Sevgili ablam, bugüne özel evine kuaförler getirtmiş ama hala güzelleşememişti.

"Aptal, zaten çirkin bırak bari güzel göstermeye çalışsınlar." Diye mırıldandığını duydum.

Bundan dört, beş yıl önceki ben olsam bu dediklerini kafama takar ağlardım. Fakat şimdi artık o kadar alışmıştım ki bir şey demek bile içimden gelmiyordu.

Benim için ayrılan sandalyeye oturdum ve makyajım ile saçımın yapılmasını izledim.

Aradan geçen birkaç saatin sonunda düğün için özel dikilen takımı giymek için odama girerken sıkıntıyla nefes almıştım.

Bir an önce bu düğünün bitmesini istiyordum çünkü şimdiden çok yorulmuştum.

Üstüme takım elbiseyi giydikten sonra aynada kendime bakmıştım. Fakat uzun sürmeden beynimin içinde bir ses yankılandı. 'Zaten güzel değilsin ki.'

İstemsizce boğazıma bir yumru otururken başımı iki yanıma salladım. "şimdi değil." Demiştim içimden. "Şimdi değil Bulut, sabret."

"Efendim, araba hazır Hakan Bey sizi çağırıyor." Diyen görevli sevim teyze ile ona gülümsemiş ve aşağıya inmiştim.

Arabaya bindiğimde annem ve babam çoktan binmişlerdi.

Araba hareket ettiğinde önümüzde dört arkamızda üç olmak üzere korumalarla gitmeye başlamıştık.

Kara ailesi, yeraltı dünyasına hükmeden ayrıca birçok şirketin de sahibi olan tehlikeli bir aileydi.

Bu yüzden olası bir tehlikeye karşı önlemler arttırılmıştı.

İçimde az da olsa heyecan ve mutluluk vardı. Küçüklüğümden beri çektiğim ablam sonunda evden ayrılıyordu.

Araba durduğunda kapımızı şoför açmış ve onun kapımızı açması ile birlikte flaşlar patlamaya başlamıştı.

"Hakan Bey, kızınız Özlem Hanımın yıldırım nikahının sebebi nedir?"

"Efendim bu gerçekten aşk evliliği mi yoksa iş için mi gerçekleşiyor?"

"Ablanızın evlendiğine üzülüyor olmalısınız."

Ve daha bir çok saçma sapan sorulardan bizi kurtaran güvenlikler olmuştu.

Bizim için ayırttırılan masaya oturduğumda annem ve babam da yanıma geçmişti.

Uzun masanın karşısındaki sandalyelerin boş olması ile Kara ailesinin daha gelmediğini anlamıştım.

Işıklar kapandıktan sonra büyük masayı dolduran Kara ailesi ile yüzümde hafif bir sırıtış oldu. Eğer Ege burada olsaydı kesin üç kardeşten birine aşık olurdu.

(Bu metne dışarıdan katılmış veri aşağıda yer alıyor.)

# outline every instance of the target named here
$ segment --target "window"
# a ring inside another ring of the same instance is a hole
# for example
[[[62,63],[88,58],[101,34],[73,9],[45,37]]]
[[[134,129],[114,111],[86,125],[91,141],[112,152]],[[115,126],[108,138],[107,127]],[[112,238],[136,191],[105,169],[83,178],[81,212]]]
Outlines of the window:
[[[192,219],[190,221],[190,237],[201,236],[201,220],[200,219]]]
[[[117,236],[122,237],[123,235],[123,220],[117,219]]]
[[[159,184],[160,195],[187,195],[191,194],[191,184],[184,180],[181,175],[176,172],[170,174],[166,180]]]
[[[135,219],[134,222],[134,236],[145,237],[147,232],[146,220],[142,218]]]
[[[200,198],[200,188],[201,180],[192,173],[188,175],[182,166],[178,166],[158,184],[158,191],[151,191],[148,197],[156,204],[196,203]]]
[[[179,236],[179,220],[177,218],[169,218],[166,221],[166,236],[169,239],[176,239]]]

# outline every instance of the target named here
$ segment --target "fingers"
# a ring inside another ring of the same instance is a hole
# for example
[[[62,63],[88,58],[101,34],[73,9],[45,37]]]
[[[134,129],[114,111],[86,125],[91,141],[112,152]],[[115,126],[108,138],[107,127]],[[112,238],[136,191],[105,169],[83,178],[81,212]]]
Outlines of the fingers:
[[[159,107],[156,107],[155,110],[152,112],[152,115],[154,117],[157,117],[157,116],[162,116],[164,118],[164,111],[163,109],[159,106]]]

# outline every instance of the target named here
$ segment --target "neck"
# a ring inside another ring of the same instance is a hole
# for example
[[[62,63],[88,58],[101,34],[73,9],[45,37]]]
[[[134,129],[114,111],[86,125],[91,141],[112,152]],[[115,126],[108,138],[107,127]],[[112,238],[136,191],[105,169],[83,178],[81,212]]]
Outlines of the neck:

Uzun merdivenden inen ablam ve Atilla Karayı görmem ile yutkundum.

Uzun, kaslı bir bedeni vardı. Yakışıklıydı. Gerçekten de herkesin isteyebileceği bir adamdı.

Ve benim ablam bu adamla evleniyordu.

Ne mutlu ama.

Alkışlar eşliğinde masaya oturduklarında nikah memuru eline mikrofonu almıştı.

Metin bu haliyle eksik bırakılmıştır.